I think ultimately, since we cannot get the desired movement we want with Behavior Trees, we will switch to implementing steering behaviors for movement. Thanks for the advice though

This maybe a bit specific to my project, but I have had a lot of success with using the AI Controller’s “Stop Movement” function. It seems to terminate Move-To, and I simply start whatever new actions I wanted to perform right after calling this function. You can find the function by pulli!ng from the controller pin in any AI specific event in Behaviour Trees. “Basic_Influ_Blue” is the AI controlled Character. This task occurs at a higher priority than the move to task, shutting down the Move-To while its decorator aborts lower, so that it doesn’t start again until bAllowedToMove is set to true.

The only caveat is that this function stops ALL movement, so you would need to be okay with a full stop before behaviour changes.

Cheers.

My solution:

  • You have to abort the MoveTo with StopMevement on the AIController.
  • You have to use Parallel Tasks during a MoveTo
  • I also did a charge up based aggro check. After 2 seconds of seeing the player the ‘charge’ hits 100% and starts the move.

I have a TargetActor (the player) and a TargetLocation (the last known location of the player)

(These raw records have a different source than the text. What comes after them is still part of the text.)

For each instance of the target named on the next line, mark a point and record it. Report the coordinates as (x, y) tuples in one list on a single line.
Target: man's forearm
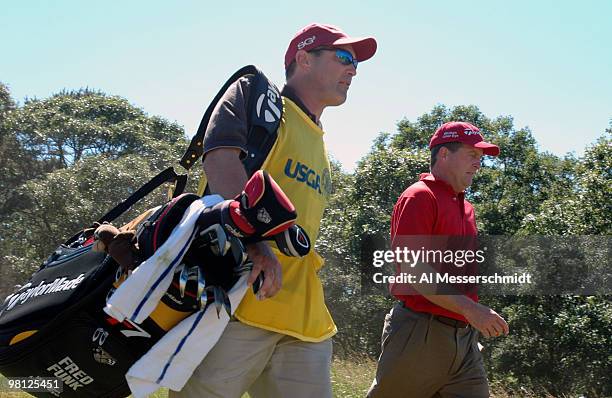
[(224, 171)]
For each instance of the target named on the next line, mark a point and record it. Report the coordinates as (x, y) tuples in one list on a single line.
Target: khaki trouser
[(422, 357), (264, 363)]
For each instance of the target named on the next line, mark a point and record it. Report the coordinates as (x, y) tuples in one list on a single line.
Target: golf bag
[(55, 326)]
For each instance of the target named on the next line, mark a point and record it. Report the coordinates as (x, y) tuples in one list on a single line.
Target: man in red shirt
[(430, 341)]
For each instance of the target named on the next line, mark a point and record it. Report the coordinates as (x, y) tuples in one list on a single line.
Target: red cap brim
[(364, 47), (487, 148)]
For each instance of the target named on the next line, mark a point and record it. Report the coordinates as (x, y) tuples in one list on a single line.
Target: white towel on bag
[(172, 360)]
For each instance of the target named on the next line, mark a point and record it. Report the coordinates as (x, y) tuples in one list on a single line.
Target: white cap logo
[(306, 42)]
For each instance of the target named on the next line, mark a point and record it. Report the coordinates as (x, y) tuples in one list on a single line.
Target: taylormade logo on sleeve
[(27, 292)]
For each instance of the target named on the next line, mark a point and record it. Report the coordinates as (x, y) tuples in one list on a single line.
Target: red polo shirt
[(431, 207)]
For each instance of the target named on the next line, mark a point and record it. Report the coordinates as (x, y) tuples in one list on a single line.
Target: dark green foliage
[(558, 344), (68, 159)]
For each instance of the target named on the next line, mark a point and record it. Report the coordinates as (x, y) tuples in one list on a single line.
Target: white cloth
[(138, 296), (172, 360)]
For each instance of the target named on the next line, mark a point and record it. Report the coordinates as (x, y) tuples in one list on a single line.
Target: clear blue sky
[(546, 63)]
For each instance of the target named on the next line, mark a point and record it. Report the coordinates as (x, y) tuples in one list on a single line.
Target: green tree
[(82, 152)]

Had to write some blueprint Tasks and Decorators

  • ClearTargetActor clears the blackboard TargetActor
  • TDLAddCharge adds charge time delta time to the NPC AI AggroCharge
  • TDL Is Charged is a decorator to tell if AggroCharge is greater than or equal to 100
  • Clear Goals is a Task to clear TargetActor and TargetLocation and DesiredHeaddingFlag
  • Anim sets a desired anomation in the Animation Blueprint

Rather small to read. More detail below.

How charge up is done.

Then you move to the TargetActor or TargetLocation. If EQS loses sight of the player (Survivor) then fall back to use the TargetLocation.

Details

Too many picture. The StopMveTo just calls StopMovement on the NPC’s AIController.